Pfizer will supply all of its current and future patent-protected medicines and vaccines on a not-for-profit basis to 45 lower-income countries and is talking to other big drug makers about similar steps.

Announcing an “accord for a healthier world” at the World Economic Forum (WEF) annual meeting in Davos (23-26 May), the company pledged to provide all of its products that are available in the US and Europe on a cost basis to 1.2bn people in all 27 low-income countries like Afghanistan and Ethiopia, plus 18 lower-middle-income countries, including Ghana.
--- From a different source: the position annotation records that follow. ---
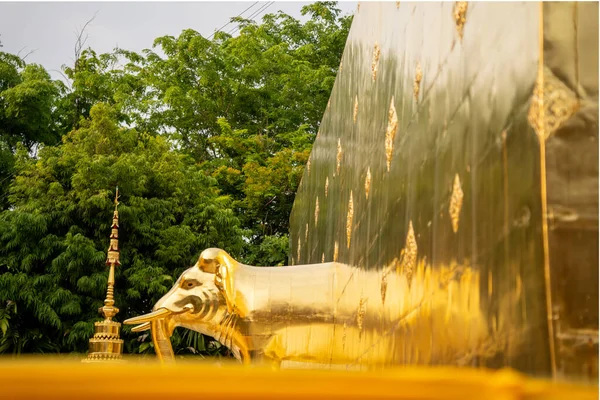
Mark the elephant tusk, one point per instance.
(140, 328)
(154, 315)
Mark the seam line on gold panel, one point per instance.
(542, 141)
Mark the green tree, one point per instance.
(247, 108)
(53, 242)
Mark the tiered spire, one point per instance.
(106, 344)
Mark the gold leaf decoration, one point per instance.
(390, 134)
(552, 103)
(338, 157)
(335, 251)
(455, 203)
(368, 183)
(383, 287)
(349, 218)
(417, 83)
(460, 16)
(375, 63)
(409, 256)
(360, 314)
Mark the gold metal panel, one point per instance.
(461, 191)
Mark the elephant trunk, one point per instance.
(162, 341)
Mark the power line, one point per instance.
(219, 30)
(263, 8)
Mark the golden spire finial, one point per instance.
(106, 345)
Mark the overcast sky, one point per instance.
(48, 30)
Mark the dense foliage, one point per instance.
(206, 139)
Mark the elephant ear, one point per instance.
(218, 262)
(224, 283)
(209, 260)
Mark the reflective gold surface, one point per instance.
(324, 313)
(476, 129)
(471, 129)
(52, 379)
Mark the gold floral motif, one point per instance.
(375, 63)
(335, 251)
(460, 16)
(383, 287)
(360, 314)
(368, 183)
(417, 83)
(552, 103)
(390, 134)
(349, 217)
(409, 254)
(455, 203)
(338, 157)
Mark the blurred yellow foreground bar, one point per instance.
(59, 379)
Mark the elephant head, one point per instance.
(194, 302)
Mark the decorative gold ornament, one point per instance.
(360, 314)
(368, 183)
(106, 344)
(552, 103)
(456, 200)
(375, 62)
(390, 134)
(349, 218)
(460, 16)
(338, 157)
(417, 83)
(336, 248)
(409, 254)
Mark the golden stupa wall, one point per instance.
(459, 148)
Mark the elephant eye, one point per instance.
(189, 284)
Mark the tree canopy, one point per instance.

The Guardian reports that Pfizer has been accused of “pandemic profiteering” over the huge profits it has generated from coronavirus-related medicines over the past two years. It made almost $15bn in sales in only three months from the COVID-19 vaccine it developed with Germany’s BioNTech and its new COVID pill for people at high risk of severe disease.

In Davos, George Poe Willliams, a nurse from Liberia, staged a “clap for pharma profits” in protest at the profits made by drug makers, some of which, including Pfizer, refuse to waive patents on COVID-19 vaccines.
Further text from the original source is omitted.